Architectural Compatibility: FIM is maximally effective in architectures with unrestricted self-attention, but adaptation to strict causal models (Code Llama, SantaCoder, StarCoder) is routine via sentinel markers (Bavarian et al., 2022, Guo et al., 2024).
6. Key Results and Quantitative Impact
| Model or Technique | Evaluation | Pass@1/EM gain | Other Impact |
|---|---|---|---|
| HLP (Horizon-Length) | Repo-level infilling | +24% rel. | Eliminates truncation, improves code reasoning (Ding et al., 2024) |
| AST-FIM | SAFIM/Real-FIM-Eval | +5–7 pts | Generalizes to 100+ languages via Tree-sitter (Gong et al., 30 May 2025) |
| FIM-SE | Random/single-line | +8–12 pts | Addresses sub-token boundary errors in character infilling |
| IFIM | HumanEval-infilling | +9–10 pp | Preserves/increases performance without instruction (Sun et al., 29 Sep 2025) |
| MathFimer | GSM8K, MATH | +2–5 pp | Step expansion in math chain-of-thought (Yan et al., 17 Feb 2025) |
| ProtFIM | SEIFER Benchmark | +0.03 R@K | Outperforms 2.7B ProGen2 on structure infilling (Lee et al., 2023) |
| DPO+AST+Curriculum | HumanEval/MBPP/BigCodeBench | +1–2 pts | Granular pair alignment for code infill feedback (Ren et al., 27 Aug 2025) |
7. Future Directions and Theoretical Significance
- Long-Horizon Planning as Objective: Direct supervision of horizon length (e.g., HLP) encourages internalization of not just language syntax, but also end-of-segment planning—this is empirically linked to improved multi-step reasoning (Ding et al., 2024).

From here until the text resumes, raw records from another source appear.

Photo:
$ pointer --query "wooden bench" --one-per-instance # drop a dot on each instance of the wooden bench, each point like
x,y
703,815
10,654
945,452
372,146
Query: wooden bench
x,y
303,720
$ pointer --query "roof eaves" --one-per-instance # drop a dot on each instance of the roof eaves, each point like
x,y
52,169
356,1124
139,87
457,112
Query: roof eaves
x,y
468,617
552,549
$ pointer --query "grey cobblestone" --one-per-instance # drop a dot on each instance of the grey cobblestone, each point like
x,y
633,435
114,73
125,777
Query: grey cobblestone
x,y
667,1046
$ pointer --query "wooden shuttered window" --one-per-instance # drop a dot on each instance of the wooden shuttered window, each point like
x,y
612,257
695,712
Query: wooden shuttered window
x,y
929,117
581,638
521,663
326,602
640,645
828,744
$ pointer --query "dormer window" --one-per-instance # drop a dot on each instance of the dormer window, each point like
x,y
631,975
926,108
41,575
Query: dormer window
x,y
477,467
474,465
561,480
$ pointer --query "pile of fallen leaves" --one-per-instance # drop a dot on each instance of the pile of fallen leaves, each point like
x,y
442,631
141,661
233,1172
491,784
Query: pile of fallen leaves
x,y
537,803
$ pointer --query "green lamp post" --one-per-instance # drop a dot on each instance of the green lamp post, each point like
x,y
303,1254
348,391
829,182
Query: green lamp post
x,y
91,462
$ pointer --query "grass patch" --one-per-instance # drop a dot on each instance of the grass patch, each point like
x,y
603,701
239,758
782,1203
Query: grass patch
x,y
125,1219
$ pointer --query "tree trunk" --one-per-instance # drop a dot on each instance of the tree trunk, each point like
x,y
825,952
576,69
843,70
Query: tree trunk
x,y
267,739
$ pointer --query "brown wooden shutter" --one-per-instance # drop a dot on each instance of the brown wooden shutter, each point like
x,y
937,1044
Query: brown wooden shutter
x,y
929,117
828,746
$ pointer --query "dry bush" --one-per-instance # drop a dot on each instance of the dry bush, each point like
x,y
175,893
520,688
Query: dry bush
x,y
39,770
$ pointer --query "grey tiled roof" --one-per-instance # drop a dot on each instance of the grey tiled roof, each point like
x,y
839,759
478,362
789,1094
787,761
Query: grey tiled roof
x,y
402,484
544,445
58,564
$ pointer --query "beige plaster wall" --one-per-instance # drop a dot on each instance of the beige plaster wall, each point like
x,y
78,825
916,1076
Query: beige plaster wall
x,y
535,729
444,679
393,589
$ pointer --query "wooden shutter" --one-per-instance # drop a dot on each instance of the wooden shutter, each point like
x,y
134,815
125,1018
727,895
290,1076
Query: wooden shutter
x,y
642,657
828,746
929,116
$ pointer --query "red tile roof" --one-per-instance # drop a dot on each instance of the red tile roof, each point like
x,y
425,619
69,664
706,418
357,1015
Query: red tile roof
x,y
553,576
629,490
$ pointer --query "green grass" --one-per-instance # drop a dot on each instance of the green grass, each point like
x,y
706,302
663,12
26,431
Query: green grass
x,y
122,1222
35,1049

- Structural and Context-aware Prompting: Structure-aligned masking (AST, curriculum mining) and explicit instruction injection (IFIM) show that model-agnostic improvements arise from input formatting, not fundamental changes in architecture (Gong et al., 30 May 2025, Sun et al., 29 Sep 2025).
- Generalization to Non-Code Domains: Step-expansion in math and protein domains demonstrates that FIM is a paradigm for nonmonotonic, bidirectional, and intent-aware generation beyond just code infilling (Yan et al., 17 Feb 2025, Lee et al., 2023).
- Integration with Parsing and Formal Methods: Grammar-constrained decoding and right-quotient parsing further constrain FIM completions to ensure syntactic and, eventually, semantic correctness, with negligible inference cost (Melcer et al., 2024).
- Post-processing Redundancy: As models internalize boundary planning (via objectives like HLP) or character-level constraints (FIM-SE), reliance on output truncation and heuristic boundary defenses is expected to diminish (Ding et al., 2024, Ren et al., 2024).
The FIM paradigm, through progressive data-centric innovations, has reshaped generation objectives in code, reasoning, and sequence modeling, supporting a shift from strictly monotonic (L2R) generation to fully context-aware, structure-sensitive completion with robust stopping criteria and composable, task-driven format specialization.